Chris. My nephew. Well, he was my nephew when I was married to Katie and Amber’s father. My ex and I had our two girls and my ex’s brother and his wife had their two boys. My Katie was the same age as Christopher. My Amber was the same age as Zack. They grew up together. I might have dropped out of the picture in 1991 when I divorced their father, but my girls continued to be close to all of their cousins from their dad’s family.

Christopher. When I think of him, I picture a little boy with a bowl haircut and big brown puppy-dog eyes. He was always a serious child.

After doing what I could to console Amber (which, let’s face it, was nothing… what can one say in such a situation? I was as effective as a piece of furniture) I hung up and called Katie. Katie got the news after midnight last night and so her grief wasn’t quite as fresh as Amber’s. She seemed drained, numb, perhaps even in a slight state of shock. I talked to her, too, mumbling the same ineffective words as I did with her sister. Me, at work, in my office, trying to somehow comfort my girls. At the end of the conversation, as we were saying our good-byes, Kate said “Mom, I love you.”

I lost it then. I bawled in my office for a little boy with puppy-dog eyes and a bowl haircut. Christopher. Christopher… if I close my eyes, I can hear his mother’s voice, “Christopher, you share that frisbee with Katie!”

Suicide. I’m not sure if anyone knows why. There was no note. Whatever his problems were, there is no longer an opportunity for his mom or his dad or his brothers or his cousins to help him with those, to lessen the burden, to work through them.

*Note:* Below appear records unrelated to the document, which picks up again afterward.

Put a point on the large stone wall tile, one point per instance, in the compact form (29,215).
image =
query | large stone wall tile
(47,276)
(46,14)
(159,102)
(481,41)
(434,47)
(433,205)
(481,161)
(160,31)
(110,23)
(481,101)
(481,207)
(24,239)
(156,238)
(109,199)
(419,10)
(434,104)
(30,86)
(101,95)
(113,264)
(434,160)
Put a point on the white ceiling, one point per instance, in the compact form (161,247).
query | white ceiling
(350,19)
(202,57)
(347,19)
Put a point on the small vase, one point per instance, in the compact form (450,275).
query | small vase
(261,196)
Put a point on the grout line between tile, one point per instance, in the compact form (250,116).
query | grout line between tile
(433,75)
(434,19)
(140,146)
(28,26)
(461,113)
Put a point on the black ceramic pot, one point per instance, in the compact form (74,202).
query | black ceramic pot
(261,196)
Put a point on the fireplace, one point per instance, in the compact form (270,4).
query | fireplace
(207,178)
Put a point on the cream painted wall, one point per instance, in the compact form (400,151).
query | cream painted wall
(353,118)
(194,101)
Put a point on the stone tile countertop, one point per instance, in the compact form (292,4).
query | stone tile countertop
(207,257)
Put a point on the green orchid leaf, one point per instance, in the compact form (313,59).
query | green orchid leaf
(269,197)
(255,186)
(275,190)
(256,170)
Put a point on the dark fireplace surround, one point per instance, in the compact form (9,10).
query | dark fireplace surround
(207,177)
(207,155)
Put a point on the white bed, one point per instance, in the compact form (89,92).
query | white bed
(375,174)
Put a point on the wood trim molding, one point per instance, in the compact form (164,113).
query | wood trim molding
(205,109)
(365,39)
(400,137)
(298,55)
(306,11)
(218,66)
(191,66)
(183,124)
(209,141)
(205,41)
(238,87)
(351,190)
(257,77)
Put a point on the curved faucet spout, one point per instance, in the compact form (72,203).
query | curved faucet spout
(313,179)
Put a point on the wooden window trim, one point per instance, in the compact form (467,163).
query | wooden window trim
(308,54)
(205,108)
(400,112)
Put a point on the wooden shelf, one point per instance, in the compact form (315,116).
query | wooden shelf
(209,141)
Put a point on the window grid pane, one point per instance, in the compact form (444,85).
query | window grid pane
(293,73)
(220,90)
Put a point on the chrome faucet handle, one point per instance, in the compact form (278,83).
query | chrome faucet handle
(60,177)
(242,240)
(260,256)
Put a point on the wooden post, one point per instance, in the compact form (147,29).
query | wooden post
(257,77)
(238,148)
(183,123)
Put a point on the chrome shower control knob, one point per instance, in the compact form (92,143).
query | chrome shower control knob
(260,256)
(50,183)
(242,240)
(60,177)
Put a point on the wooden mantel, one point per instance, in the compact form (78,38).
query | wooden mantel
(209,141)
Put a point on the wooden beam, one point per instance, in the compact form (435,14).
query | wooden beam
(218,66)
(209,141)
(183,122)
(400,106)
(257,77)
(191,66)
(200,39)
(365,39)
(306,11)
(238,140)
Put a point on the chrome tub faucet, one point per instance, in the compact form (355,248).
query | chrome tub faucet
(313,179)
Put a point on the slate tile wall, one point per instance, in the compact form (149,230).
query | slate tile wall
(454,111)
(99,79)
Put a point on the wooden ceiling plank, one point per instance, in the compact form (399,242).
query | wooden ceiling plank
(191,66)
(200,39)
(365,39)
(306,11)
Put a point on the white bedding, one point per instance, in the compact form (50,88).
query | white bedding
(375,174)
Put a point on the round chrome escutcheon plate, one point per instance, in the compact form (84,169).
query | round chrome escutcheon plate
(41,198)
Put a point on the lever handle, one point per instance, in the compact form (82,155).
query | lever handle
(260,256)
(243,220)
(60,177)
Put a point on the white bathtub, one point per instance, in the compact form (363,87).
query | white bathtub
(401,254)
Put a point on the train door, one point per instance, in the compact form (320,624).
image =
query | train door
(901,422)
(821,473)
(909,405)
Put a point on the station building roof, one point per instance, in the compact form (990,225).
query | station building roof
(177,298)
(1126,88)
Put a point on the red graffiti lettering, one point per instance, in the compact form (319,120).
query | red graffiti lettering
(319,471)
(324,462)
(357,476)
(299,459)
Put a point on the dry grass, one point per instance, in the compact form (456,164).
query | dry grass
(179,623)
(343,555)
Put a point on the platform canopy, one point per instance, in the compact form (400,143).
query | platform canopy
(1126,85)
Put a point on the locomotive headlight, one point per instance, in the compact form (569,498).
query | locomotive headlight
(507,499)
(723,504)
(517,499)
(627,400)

Dozens of times since I heard the news, I’ve paused and thought about his mother and father. How is it that in the face of such a loss they can continue to breathe, to walk, to sit, to stand? How can they just continue to be? Or maybe they’ve not continued. Maybe they’ve done what I imagine I might do - slump to the floor, all systems shut down, unable to cope, sweet sleep taking me away to a place where I didn’t have to know, to deal, to cry, to be.

I feel so helpless. I don’t know what to do or how to do it. My girls; they will gather with their dad and uncles and aunts and cousins. Plans will be made for the body to be laid out, for a funeral service and burial. Is it appropriate for the ex-aunt to come? Even if it was appropriate, do I have the emotional fortitude to make that visit?

When I talked to my girls today, the first thing I wanted to do is tell them to please never do this thing, this permanent thing, to come to me first and let me try to help. I didn’t because I don’t believe the time was right for such a lecture. Instead, I came home to my three little girls and I’ve kissed and hugged them all evening and they don’t even know why Mommy is being extra-affectionate.

Good-bye, sweet little Christopher. I don’t claim to know what comes after, but whatever it is, I hope it gives you the peace you could not seem to find here in life.